Argentina is good at steak. I visited a fair few good steak places in London before I moved to the cider and pie-addled West Country, and the best steak I tried was at a small Argentian place on Upper Street, Islington. They served their behemoth steaks pink and smokily seared on a wooden board with just a golfball-sized portion of chunky, picante guacamole and nothing else. Spectacular.
In the midst of craving all this red meat, I remembered that a) There are no Argentinian steak houses in Bristol (to the best of my knowledge) and b) I am poor, and poor won’t get you a massive steak that has the potential to be tenderer than a Frank Sinatra song. Damn.
My first plan was to replace the fillet with a tuna steak – also ruled out due to price. So, on this occasion I had to make do with salmon, which is still a nice option on a hot day. To keep with the Argentinian theme however, I decided to make Chimmichurri, which is to Argentinian cuisine what Daddy’s Brown Sauce is to English breakfasts.
To make the Chimmichurri, you will need:
A small bunch parsley, finely chopped
½ tsp oregano, fresh or dried
½ tsp chilli flakes (I doubled this because I am a badass)
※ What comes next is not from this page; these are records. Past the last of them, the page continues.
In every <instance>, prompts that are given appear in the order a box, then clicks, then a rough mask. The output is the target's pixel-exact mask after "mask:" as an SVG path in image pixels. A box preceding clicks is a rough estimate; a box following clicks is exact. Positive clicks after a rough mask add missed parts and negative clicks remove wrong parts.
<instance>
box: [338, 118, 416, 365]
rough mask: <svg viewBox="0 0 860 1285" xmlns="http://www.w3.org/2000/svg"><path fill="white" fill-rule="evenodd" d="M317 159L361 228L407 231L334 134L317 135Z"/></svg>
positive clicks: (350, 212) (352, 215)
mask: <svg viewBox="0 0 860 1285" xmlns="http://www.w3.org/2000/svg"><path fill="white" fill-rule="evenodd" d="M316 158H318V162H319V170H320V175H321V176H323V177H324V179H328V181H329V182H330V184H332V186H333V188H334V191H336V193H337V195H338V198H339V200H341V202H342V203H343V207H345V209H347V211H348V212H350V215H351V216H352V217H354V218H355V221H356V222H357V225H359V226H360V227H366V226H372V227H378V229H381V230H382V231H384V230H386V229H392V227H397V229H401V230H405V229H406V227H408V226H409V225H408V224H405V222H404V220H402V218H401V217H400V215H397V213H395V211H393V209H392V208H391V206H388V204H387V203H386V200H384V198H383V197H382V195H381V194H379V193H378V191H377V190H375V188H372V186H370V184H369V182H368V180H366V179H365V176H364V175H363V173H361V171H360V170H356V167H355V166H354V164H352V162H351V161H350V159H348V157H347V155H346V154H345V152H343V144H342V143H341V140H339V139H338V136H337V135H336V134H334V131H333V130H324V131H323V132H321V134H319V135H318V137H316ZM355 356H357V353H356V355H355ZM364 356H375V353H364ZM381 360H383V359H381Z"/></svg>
2 garlic cloves (I doubled this too, because I do not have a boyfriend to offend)
2 tbsp olive oil
The juice of ½ lemon
1½ tsp red wine vinegar
Combine all the ingredients either in a blender, or, if you want to go with the Aztec approach as I did, smash it all together using a pestle and mortar. Give it a taste and top up on any ingredients from above that you think are lacking. Then chuck it liberally over your fish, steak or anything else you happen to be eating – this is a seriously underrated condiment which I plan on making far more often.